Every once in a while, I end up in this weird place called Encoding Hell, and it takes me about a day to get out of it. Usually it's related to MySQLdb, the MySQL driver for Python; however, this time it was related to URLs.
I was trying to do a MySQL import. I kept getting a lot of warnings, which I usually try to fix. I couldn't even figure out what the warnings were because I was using the mysqlimport tool. After a while, I figured out that if you do the import from within the MySQL shell, you can run "SHOW WARNINGS;".
Anyway, I got a warning like "Incorrect string value: '\xF1os' for column 'category' at row 76997". I traced it back to a URL like "http://www.example.com/themes/keywords/southside%20sure%F1as". That's an ASCII URL, so I couldn't figure out what the problem was.

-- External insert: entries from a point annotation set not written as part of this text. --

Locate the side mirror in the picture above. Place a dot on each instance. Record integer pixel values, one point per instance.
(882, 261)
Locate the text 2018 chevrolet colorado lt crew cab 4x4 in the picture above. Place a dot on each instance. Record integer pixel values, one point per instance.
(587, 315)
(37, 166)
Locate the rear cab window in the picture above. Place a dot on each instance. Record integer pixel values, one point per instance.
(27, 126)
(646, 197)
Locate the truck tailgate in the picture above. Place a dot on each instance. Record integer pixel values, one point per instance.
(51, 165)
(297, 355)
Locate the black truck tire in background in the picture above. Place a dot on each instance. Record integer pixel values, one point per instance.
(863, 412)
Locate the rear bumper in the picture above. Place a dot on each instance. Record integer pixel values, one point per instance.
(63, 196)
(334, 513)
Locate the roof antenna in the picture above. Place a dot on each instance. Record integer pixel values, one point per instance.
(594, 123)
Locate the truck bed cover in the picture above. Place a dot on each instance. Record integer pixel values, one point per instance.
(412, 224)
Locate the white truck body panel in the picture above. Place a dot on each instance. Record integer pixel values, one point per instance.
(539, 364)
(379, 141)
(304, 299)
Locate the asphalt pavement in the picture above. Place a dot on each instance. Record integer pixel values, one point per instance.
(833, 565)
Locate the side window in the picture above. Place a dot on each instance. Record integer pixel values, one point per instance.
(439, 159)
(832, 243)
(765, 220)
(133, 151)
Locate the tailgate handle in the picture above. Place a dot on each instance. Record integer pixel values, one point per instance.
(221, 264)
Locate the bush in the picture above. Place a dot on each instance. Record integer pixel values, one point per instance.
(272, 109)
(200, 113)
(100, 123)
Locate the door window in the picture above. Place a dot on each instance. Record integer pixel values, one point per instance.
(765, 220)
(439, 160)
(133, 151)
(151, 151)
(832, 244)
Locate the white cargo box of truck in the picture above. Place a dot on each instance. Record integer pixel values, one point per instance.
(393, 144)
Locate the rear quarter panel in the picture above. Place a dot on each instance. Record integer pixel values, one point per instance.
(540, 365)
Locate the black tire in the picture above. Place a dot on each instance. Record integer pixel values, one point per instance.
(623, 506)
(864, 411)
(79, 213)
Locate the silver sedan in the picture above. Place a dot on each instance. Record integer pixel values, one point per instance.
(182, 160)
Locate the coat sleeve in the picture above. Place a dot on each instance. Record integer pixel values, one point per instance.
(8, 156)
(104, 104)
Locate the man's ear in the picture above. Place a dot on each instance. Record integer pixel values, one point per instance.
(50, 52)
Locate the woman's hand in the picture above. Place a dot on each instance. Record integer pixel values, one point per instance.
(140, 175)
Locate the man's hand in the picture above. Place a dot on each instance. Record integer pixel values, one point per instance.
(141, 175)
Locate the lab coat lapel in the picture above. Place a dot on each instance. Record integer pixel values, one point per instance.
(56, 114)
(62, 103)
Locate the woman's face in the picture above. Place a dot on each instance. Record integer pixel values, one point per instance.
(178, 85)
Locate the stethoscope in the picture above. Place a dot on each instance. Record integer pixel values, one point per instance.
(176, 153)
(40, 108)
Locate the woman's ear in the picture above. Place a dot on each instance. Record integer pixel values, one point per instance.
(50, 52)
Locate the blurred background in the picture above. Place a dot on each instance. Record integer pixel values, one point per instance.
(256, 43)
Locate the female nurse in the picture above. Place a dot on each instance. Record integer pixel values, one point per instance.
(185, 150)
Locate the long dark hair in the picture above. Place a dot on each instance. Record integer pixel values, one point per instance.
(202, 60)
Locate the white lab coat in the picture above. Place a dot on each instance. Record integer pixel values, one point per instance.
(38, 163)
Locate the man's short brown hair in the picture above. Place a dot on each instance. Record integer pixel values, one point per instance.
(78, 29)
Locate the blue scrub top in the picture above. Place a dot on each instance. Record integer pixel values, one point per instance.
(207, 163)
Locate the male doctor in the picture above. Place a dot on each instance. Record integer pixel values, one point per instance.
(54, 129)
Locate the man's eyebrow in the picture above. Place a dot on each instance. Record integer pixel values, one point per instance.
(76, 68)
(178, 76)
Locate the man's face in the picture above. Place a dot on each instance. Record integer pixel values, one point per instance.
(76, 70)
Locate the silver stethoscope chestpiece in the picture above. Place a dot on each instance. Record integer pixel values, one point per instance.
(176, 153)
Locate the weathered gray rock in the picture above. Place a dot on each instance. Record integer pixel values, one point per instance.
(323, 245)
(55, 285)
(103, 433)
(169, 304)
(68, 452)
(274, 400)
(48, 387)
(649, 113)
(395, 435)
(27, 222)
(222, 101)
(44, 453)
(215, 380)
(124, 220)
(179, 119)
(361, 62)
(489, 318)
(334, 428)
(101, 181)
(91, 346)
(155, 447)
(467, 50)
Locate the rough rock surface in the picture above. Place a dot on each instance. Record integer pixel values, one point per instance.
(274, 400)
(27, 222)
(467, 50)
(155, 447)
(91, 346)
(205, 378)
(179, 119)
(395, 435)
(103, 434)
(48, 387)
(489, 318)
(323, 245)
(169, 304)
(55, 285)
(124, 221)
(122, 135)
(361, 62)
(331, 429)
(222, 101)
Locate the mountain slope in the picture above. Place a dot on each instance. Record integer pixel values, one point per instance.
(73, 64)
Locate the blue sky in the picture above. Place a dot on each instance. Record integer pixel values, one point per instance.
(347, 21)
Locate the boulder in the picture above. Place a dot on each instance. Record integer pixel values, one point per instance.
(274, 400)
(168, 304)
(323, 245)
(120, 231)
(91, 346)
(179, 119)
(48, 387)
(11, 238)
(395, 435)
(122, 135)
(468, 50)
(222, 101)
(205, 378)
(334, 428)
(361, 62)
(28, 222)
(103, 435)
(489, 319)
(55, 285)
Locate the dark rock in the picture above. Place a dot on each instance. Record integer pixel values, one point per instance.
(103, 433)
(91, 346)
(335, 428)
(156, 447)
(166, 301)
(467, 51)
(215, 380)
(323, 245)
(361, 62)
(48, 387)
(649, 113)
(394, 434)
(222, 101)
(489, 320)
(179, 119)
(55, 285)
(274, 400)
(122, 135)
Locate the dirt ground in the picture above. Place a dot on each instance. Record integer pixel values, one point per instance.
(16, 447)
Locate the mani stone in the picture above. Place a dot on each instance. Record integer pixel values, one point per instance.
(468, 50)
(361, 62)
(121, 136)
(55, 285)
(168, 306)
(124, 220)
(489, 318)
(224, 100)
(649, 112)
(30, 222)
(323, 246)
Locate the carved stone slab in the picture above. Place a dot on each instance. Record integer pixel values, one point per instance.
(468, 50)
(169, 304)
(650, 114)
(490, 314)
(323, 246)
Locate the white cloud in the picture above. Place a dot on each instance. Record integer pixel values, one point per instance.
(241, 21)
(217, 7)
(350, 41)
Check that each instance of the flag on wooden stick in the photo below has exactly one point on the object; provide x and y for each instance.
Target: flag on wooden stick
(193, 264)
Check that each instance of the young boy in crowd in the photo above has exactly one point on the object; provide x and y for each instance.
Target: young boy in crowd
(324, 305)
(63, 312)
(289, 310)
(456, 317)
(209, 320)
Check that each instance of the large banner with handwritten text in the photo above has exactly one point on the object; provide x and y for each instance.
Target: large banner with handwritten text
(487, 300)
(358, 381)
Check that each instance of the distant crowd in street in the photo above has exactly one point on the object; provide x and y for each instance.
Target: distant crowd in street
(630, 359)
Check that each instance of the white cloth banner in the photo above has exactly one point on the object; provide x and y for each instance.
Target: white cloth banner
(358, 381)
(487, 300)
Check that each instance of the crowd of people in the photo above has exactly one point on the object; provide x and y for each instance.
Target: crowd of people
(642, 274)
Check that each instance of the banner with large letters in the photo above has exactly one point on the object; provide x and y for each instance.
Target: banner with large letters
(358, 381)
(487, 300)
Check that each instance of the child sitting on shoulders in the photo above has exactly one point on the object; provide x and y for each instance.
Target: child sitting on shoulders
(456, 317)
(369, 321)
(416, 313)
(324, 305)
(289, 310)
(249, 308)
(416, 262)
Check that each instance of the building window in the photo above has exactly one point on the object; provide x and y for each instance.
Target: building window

I had some code that was splitting the URL into two other parts. It used a regex to pull out the parts I wanted, and then it unurlencoded the parts. It turns out that once you unurlencode 'southside%20sure%F1as', you are left with 'southside sure\xf1as'. I tried to .decode('UTF-8') it, but it didn't work. I finally figured out, thanks to Vim's automatic encoding detection, that I needed to .decode('Latin-1') it, and I ended up with 'southside sureñas' (whatever that is).
What's interesting is that I started off with a perfectly fine ASCII URL and ended up with some Latin-1 that I wasn't expecting. That's a good reminder that user-submitted data is pervasively dangerous--those could have been control characters or something.